In 1800 London’s road infrastructure was generally main thoroughfares running from east to west above the River Thames. These were often narrow, poorly maintained and blocked by street markets and other local activity, and little inner city road improvement was undertaken before the Commercial Road development in 1810 which sped transport to the dockland areas [Porter, 1994, pp 235], which seemed to stimulate a spurt of road networks. Major developments in the central area included Regent Street (1817-23) and Moorgate, cutting north-south thoroughfares through the traditional east- west pattern, and the major trunk routes constructed to the north of the built-up area – including New North Road (1812), Archway Road (1813), Caledonian Road (1826) and Finchley Road (1826-35) [Ball and Sunderland, 2001, pp 231]. There were also a number of new river crossings introduced during this period including Vauxhall (1816), Waterloo (1817), Southwark (1819) and London (1824-31).

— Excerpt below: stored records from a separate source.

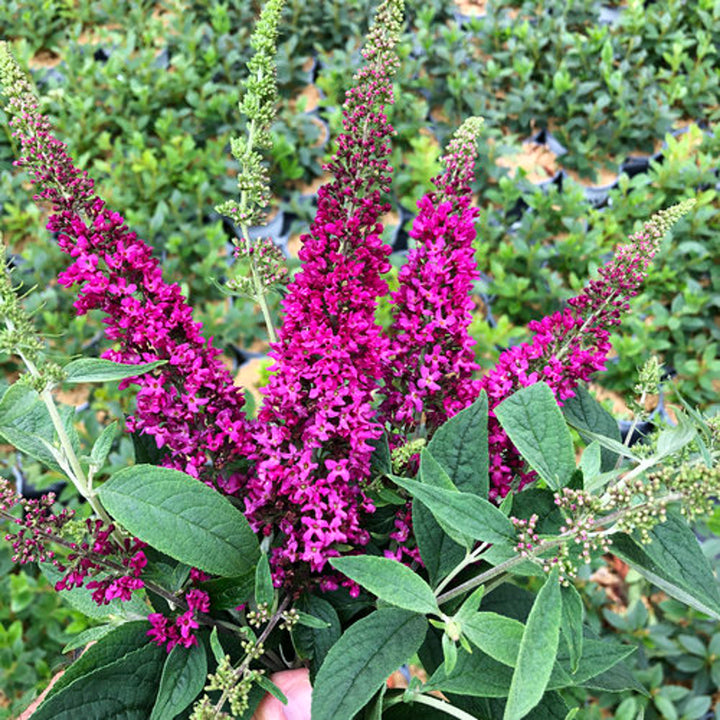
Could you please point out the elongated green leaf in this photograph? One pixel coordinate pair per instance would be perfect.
(584, 412)
(470, 606)
(468, 514)
(598, 657)
(228, 593)
(181, 517)
(591, 461)
(16, 401)
(474, 674)
(31, 444)
(432, 474)
(359, 663)
(122, 640)
(84, 638)
(533, 421)
(315, 643)
(122, 690)
(102, 446)
(675, 563)
(461, 447)
(100, 370)
(496, 635)
(572, 616)
(183, 677)
(439, 552)
(390, 580)
(538, 650)
(264, 590)
(310, 620)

This period also saw road conditions beginning to be improved via increased expenditure on widening, paving and drainage, and on new routes [Ball and Sunderland, 2001, pp 240].
Cars and Buses
As previously discussed, the horse and carriage remained the dominant form of road transport throughout the Victorian era. Despite the many drawbacks of motorised transport, it has been rightly quipped that the invention of the motor car saved large cities in the nick of time from being engulfed in mountains of horse dung [Ball and Sunderland, 2001 pp 229].

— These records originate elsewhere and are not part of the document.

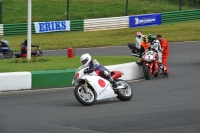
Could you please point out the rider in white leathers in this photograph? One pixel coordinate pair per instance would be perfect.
(93, 65)
(155, 45)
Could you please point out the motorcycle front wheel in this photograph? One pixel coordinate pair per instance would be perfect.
(8, 54)
(126, 93)
(87, 97)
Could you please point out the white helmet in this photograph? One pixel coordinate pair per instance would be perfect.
(85, 59)
(138, 34)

Hackney motor cabs were first introduced in 1903 and proved immensely popular, particularly after the 1907 introduction of the taximeter. Ball pp 233.
The growth of the bus use amongst the middle classes preceded the major change in motive power, from the horse to the petrol engine and the emergence of underground and electrified tram services and it was the petrol-driven motor buses that were to revolutionise public transport from their first introduction in 1899. The first bus service was operated by Motor Traction Co, who, for a short while ran two double-deckers between Kensington and Victoria. Cumberson, uncomfortable and generally unreliable they were initially unsuccessful. However, their advantages quickly became apparent – they had greater carrying capacity than their horse-driven counterparts and travelled at somewhat higher speeds (though these were restricted by legislation), enabling routes to be longer. Running costs were lower and less variable and their success encouraged further investment in 1905 with the establishment of the London Motor Omnibus Company and Vanguard [Ball and Sunderland 2001, pp 239]. In the 1900’s competition grew (from 1906 to 1907 the number of buses nearly quadrupled from 242 to 808) and many services saw a period of consolidation as congestion grew. New regulations lead to the development of the B-type bus in 1910 and by 1914 the public had taken the new motorised bus to heart with 757 million passengers.
Today cities are designed on the premise of the car, on an ‘autologic’ which underlines policy and planning in large parts of the world [Brudett, 2008].
Overview of Victorian Era:
After centuries that had brought little alteration in ways of getting about, the Victorians created a transport revolution that changed not just the face of the town but the status map of the metropolis [Porter 1994, pp 235].